她目前還是很難做到像沈弗崢說的那樣,只要喜歡,我們就大大方方帶回家。
好在沈老板面子比天大,能得沈弗崢人情的機會,誰肯放過盛情難卻,連宴會主人都不顧女伴難看的臉色叫鐘彌一定收下。
從乾華館出來,那只鸚鵡已經裝進精致的籠子里,蓋上布套,放在車上。
上車后,鐘彌彎身,用手指挑開一截布,不知是不是訓練所致,一見光,那小鸚鵡就著急出聲討好。
“彌彌發財,彌彌發財”
鐘彌彎起唇角,也不由感慨“沈先生真有本事,能叫人割愛。”
一旁微微扯松領帶的男人,動作一頓,借車內一片昏光,垂睫看她清冷側顏。
“能叫你開心,才算我的本事。”
鐘彌扭頭看他,原本那點淺淺淡淡的笑,終是情真意切染至眼角眉梢。
珍珠白的旗袍外,鐘彌搭了一件鼠灰色的披肩,進臥室后,披肩落在床尾,流蘇半拖在地上。
復古的刻花玻璃,即使白天也沒有能見度,遑論靡靡之夜,沒有開主燈的室內。
可被抵在窗邊,依舊叫人心理上激起一層瀕臨暴露的羞恥感,薄薄一面花玻璃能擋住什么外頭有路人走過嗎
鐘彌不知,鼻息漸濁。
隱隱聽到有車子開過去的動靜,也似幻聽一般,真實的部分是衣料相蹭間窸窸窣窣的聲響,她旗袍上的盤扣不好解,便襯得他的呼吸聲很急很重。
外頭起了降溫的風。
但室內在升溫。
珍珠白的衣,似一層費勁的白果殼,稍剝離肩頭,露出甜美的仁。
他吻她的心臟處,手掌輕攥住沒有跳動的一側。
她不似果仁有層脆脆薄薄的種衣,但仍被掌溫和力度揉著碾著,最后無物剝落,雪膚徒生一層緋紅。

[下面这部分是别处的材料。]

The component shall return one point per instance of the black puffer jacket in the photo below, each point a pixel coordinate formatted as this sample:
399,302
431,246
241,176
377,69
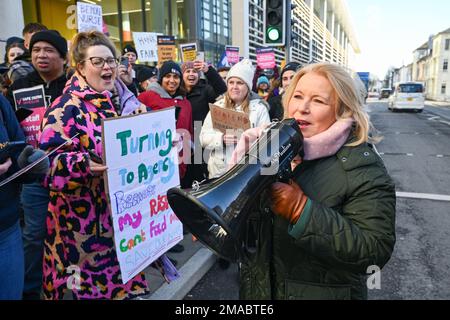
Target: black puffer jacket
9,193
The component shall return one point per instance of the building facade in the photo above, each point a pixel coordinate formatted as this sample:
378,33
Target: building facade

今夜之后,她無法再坦然趴在窗邊,欣賞樓下風景,因這姿勢被沈弗崢賦予了另一重含義。
旗袍還在身,被剝被推,皺得不堪。
音節似外頭搖搖欲墜的枝頭黃葉,一點沖撞動靜便要發顫。
她幾乎不能再維持站姿。
沈弗崢扶著她,耐心漸失地一次次撈她起來,抬高身位來配合自己。
他想將她分得更開。
鐘彌察覺到裙子緊繃,緊張說著“你別弄壞我的衣服。”
沈弗崢同樣察覺到緊繃,是另一種更要命的,將兩人間的距離分開些,合眼仰首,沉下好幾次呼吸。
“弄壞了賠你。”
鐘彌低聲似挑釁“你賠不起。”
猛一下朝前,他重復她的話,把挑釁抵進落到實處,賠不起
鐘彌捂住嘴里的聲音,收到他的滿滿惡意。
這件旗袍完完整整陪鐘彌見識了什么叫人面獸心,事后才被他溫柔脫下來。
沒有損壞,他像個好人一樣替鐘彌檢查,叫她安心,好似剛剛做盡壞事的不是他自己。
鐘彌貼著他。
他身上還是剛剛窗邊那件敞開的白襯衫,他原來的西褲被弄臟了,換了件干凈寬松的灰色居家褲套上,一只長腿曲跪在床沿,手輕拍著薄背,哄趴在自己肩上鐘彌要么去洗澡,要么穿衣服。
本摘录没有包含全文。